3. In the limited time-frame to prepare the revised version, we had no chance of setting up new assay for determining ubiquitinated protein content or proteasome activity. Nevertheless, we agree with the Reviewer that all our tests are indirect proof of proteasome inhibition. Thus, we rephrased the Discussion and cited the relevant papers that in the past years clearly showed that bortezomib in the 10 nM -10 uM range dose-dependently inhibits the proteasome activity in human platelets (Koessler J et al. Eur J Pharmacol. 2016, 791:99-104.) These authors also found that a fluorescent assay to detect proteasome activity is more sensitive than the measurement of polyubiquitinated protein content.

 

4. We rephrased the Discussion according to the Reviewer’s suggestions and inserted the following part to lines: 303-321.

 

During in vivo thrombus formation, the contracting platelets translocate procoagulant platelets to the thrombus surface [46]. Furthermore, it was demonstrated in dual activated platelets, that the generation of surface PS expression is delayed compared to glycoprotein IIb/IIIa acitivation [47]. Thus these events occur in a spatio-temporally and contextually regulated manner. These observations may also have important pharmacological consequences as the specific inhibition of the mitochondrial calcium entry might abrogate procoagulant platelet formation [48].

The PS exposing peripheral blood cells can contribute to the thrombotic processes observed in a large percentage of multiple myeloma patients. PS expressing red blood cells, leukocytes and platelets were detectable both in untreated patients and more so in patients on immunomodulatory drugs [49].

In conclusion, our studies provide further insight into the mechanism of BTZ action on platelets. GFP are an ideal sample type due to its low degree of activation after isolation procedure. In these samples we could verify that platelets intensely respond to the presence of BTZ by generating procoagulant platelets via mitochondrial membrane depolarization, PS expression and microparticle formation, that can result in enhanced thrombin generation. However, it is important that these effects are attenuated even at low plasma albumin concentrations, and in PRP of BTZ-treated patients, the harsh effect of this drug on human platelets is largely blunted by albumin.

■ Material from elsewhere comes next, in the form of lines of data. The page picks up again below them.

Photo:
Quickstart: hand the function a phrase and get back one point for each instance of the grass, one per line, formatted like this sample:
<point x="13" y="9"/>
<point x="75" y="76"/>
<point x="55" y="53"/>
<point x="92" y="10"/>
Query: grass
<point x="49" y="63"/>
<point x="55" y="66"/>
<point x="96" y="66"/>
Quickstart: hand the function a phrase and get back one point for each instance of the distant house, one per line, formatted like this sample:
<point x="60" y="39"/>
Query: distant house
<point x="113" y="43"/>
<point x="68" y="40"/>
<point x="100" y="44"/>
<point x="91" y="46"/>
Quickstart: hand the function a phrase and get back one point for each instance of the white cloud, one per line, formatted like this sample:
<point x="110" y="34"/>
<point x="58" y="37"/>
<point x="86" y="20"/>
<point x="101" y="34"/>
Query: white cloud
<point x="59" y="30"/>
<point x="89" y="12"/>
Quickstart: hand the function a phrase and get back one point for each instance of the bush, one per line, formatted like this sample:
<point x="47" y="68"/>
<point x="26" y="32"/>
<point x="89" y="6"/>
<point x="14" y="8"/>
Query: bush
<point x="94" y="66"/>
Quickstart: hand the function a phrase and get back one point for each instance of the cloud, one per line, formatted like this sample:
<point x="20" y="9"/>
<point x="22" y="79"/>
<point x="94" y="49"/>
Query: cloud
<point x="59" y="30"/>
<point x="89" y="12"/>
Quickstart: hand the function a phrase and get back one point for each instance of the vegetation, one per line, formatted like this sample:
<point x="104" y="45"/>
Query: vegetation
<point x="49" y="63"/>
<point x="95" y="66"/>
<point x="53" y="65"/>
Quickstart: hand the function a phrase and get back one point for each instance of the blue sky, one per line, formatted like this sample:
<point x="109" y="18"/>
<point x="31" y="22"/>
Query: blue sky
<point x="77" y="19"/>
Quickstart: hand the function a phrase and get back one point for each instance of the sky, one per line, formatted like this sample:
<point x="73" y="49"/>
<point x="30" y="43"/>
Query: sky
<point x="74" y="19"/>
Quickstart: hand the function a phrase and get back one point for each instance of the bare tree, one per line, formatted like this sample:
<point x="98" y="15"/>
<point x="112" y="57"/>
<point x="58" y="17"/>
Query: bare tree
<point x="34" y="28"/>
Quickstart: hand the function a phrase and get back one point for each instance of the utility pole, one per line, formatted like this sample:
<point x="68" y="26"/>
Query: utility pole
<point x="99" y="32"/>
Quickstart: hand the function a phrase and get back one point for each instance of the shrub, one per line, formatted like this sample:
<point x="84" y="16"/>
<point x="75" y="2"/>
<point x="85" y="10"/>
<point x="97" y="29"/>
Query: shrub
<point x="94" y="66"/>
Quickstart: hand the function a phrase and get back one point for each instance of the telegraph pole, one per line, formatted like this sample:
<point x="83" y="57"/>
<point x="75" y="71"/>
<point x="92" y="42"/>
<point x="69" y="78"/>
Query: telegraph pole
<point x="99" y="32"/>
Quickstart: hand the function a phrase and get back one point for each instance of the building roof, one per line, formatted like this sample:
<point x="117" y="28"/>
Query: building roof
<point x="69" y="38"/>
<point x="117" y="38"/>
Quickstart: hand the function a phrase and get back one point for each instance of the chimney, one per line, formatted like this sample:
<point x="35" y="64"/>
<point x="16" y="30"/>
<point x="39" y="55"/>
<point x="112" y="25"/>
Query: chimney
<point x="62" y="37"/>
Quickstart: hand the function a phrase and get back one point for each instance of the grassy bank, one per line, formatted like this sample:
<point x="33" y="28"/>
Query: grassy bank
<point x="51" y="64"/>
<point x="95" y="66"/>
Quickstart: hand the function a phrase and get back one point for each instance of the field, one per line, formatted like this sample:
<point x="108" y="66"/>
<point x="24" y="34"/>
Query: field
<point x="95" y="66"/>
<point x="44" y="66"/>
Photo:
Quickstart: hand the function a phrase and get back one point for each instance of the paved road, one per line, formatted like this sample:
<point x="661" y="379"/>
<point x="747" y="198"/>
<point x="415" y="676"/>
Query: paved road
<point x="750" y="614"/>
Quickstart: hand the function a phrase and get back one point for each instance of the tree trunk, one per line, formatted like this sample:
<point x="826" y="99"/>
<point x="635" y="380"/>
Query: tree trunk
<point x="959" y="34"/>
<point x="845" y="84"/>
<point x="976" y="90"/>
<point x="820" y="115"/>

Author Response File: Author Response.docx

Reviewer 3 Report

The manuscript by Ghansah et al. describes the behaviour of gel-filtered platelets and platelets from platelet-rich-plasma after exposure to bortezomib.
The paper is well-organized and written in good English. The results are relevant for the readers of IJMS, although it would be useful to further stress the novelty of the performed experiments in comparison with previously published manuscripts (i.e. ref. 31).
I suggest the addition of a brief conclusion section highlighting the clinical impact of the reported findings.

Author Response

Response to Reviewer 3.

We would like to thank the Reviewer for the positive feedback. Based on the comments of all four Reviewers we have considerably rephrased our manuscript and also more clearly described the novelty of our findings.

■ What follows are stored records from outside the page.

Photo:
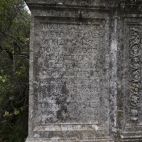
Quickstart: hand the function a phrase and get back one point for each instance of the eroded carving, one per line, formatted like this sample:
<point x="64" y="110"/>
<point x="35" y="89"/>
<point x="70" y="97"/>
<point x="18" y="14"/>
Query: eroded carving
<point x="135" y="74"/>
<point x="68" y="72"/>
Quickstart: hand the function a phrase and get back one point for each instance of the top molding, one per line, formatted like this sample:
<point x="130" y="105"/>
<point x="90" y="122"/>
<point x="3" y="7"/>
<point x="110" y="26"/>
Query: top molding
<point x="72" y="3"/>
<point x="127" y="6"/>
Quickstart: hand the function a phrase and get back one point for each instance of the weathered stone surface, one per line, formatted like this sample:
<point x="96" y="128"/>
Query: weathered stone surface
<point x="85" y="71"/>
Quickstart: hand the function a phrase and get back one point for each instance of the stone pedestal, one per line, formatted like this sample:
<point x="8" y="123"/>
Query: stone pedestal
<point x="85" y="71"/>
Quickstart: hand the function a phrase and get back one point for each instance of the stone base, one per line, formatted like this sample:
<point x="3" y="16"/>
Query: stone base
<point x="70" y="133"/>
<point x="69" y="140"/>
<point x="132" y="134"/>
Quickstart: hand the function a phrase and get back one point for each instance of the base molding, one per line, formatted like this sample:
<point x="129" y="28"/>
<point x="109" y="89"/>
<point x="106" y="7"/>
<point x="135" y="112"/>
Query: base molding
<point x="69" y="140"/>
<point x="132" y="134"/>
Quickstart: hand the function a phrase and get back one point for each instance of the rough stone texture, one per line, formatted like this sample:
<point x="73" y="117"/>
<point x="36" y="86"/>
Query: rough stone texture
<point x="85" y="71"/>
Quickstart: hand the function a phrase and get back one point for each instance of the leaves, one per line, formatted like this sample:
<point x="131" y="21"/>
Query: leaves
<point x="14" y="55"/>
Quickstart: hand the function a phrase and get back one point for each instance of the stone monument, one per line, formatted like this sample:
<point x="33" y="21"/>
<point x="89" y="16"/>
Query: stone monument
<point x="85" y="71"/>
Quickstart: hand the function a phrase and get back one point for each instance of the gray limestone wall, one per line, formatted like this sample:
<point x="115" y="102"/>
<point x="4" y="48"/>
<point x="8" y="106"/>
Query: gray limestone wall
<point x="85" y="71"/>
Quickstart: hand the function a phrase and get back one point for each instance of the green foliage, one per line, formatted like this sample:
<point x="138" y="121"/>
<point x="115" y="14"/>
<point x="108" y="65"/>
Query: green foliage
<point x="14" y="49"/>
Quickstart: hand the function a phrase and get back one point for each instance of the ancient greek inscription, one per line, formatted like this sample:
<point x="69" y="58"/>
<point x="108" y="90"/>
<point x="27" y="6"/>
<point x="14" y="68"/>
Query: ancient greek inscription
<point x="68" y="73"/>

As can be seen in the track changes version of our revised manuscript, we improved several parts of the manuscript that also better highlights the novelty of our findings.

 

The following conclusion parts have been inserted into the discussion in lines 314 to 321 of the revised manuscript.

 

In conclusion, our studies provide further insight into the mechanism of BTZ action on platelets. GFPs are an ideal sample type due to its low degree of activation after isolation procedure. In these samples we could verify that platelets intensely respond to the presence of BTZ by generating procoagulant platelets via mitochondrial membrane depolarization, PS expression and microparticle formation, that can result in enhanced thrombin generation. However, it is important that these effects are attenuated even at low plasma albumin concentrations, thus in PRP of BTZ-treated patients, the harsh effect of this drug on human platelets is largely blunted by albumin.

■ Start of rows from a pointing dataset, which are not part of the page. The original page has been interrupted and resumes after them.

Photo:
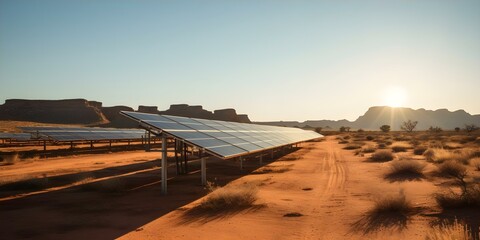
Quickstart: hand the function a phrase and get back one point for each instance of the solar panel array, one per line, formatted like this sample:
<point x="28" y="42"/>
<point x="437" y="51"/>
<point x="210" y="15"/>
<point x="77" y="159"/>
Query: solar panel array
<point x="62" y="134"/>
<point x="224" y="139"/>
<point x="15" y="136"/>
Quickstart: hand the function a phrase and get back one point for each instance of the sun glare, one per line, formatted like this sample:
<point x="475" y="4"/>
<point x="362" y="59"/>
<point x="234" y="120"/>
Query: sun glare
<point x="395" y="97"/>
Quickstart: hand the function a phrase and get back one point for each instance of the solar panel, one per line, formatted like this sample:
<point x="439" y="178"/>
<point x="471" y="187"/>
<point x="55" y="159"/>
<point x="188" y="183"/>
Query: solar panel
<point x="62" y="134"/>
<point x="15" y="136"/>
<point x="221" y="138"/>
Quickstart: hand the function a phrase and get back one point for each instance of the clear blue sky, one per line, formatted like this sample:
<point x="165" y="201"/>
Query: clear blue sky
<point x="274" y="60"/>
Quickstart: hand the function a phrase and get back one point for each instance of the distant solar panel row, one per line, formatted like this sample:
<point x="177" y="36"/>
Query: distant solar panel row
<point x="224" y="139"/>
<point x="83" y="134"/>
<point x="15" y="136"/>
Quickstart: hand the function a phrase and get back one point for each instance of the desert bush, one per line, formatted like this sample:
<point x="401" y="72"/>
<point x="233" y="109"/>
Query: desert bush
<point x="411" y="167"/>
<point x="451" y="145"/>
<point x="475" y="162"/>
<point x="455" y="231"/>
<point x="382" y="156"/>
<point x="393" y="204"/>
<point x="419" y="150"/>
<point x="10" y="159"/>
<point x="468" y="198"/>
<point x="400" y="147"/>
<point x="368" y="148"/>
<point x="229" y="198"/>
<point x="352" y="146"/>
<point x="452" y="169"/>
<point x="441" y="155"/>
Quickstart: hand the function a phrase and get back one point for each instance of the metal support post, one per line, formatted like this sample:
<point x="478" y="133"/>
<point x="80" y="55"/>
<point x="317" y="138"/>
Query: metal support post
<point x="164" y="164"/>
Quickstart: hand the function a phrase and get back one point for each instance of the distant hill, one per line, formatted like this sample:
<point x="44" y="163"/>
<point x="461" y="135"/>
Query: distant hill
<point x="92" y="113"/>
<point x="377" y="116"/>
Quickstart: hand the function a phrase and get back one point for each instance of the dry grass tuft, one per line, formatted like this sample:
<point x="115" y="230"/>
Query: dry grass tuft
<point x="10" y="159"/>
<point x="273" y="169"/>
<point x="393" y="204"/>
<point x="406" y="170"/>
<point x="439" y="155"/>
<point x="230" y="198"/>
<point x="382" y="156"/>
<point x="369" y="148"/>
<point x="352" y="146"/>
<point x="452" y="169"/>
<point x="455" y="231"/>
<point x="475" y="162"/>
<point x="419" y="150"/>
<point x="470" y="198"/>
<point x="400" y="147"/>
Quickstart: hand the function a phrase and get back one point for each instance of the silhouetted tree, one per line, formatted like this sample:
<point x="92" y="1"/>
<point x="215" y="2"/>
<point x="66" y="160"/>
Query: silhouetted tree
<point x="471" y="127"/>
<point x="385" y="128"/>
<point x="435" y="129"/>
<point x="409" y="125"/>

Author Response File: Author Response.docx

Reviewer 4 Report

COMMENTS TO AUTHORS:

The manuscript describes the influence of proteasome inhibitor bortezomib (BTZ) on human platelets. The aim of this study is interesting and is a good complement to knowledge about the interaction and role of proteasome in platelet activity and lifespan. The advantage of this study is the comparison of bortezomib activity towards the isolated platelets suspended in buffer only or the isolated platelets suspended in buffer supplemented with plasma protein (human albumin) or PRP. These results clearly show the significant role of plasma protein in interactions of drugs, including bortezomib, with blood cells, also with platelets. 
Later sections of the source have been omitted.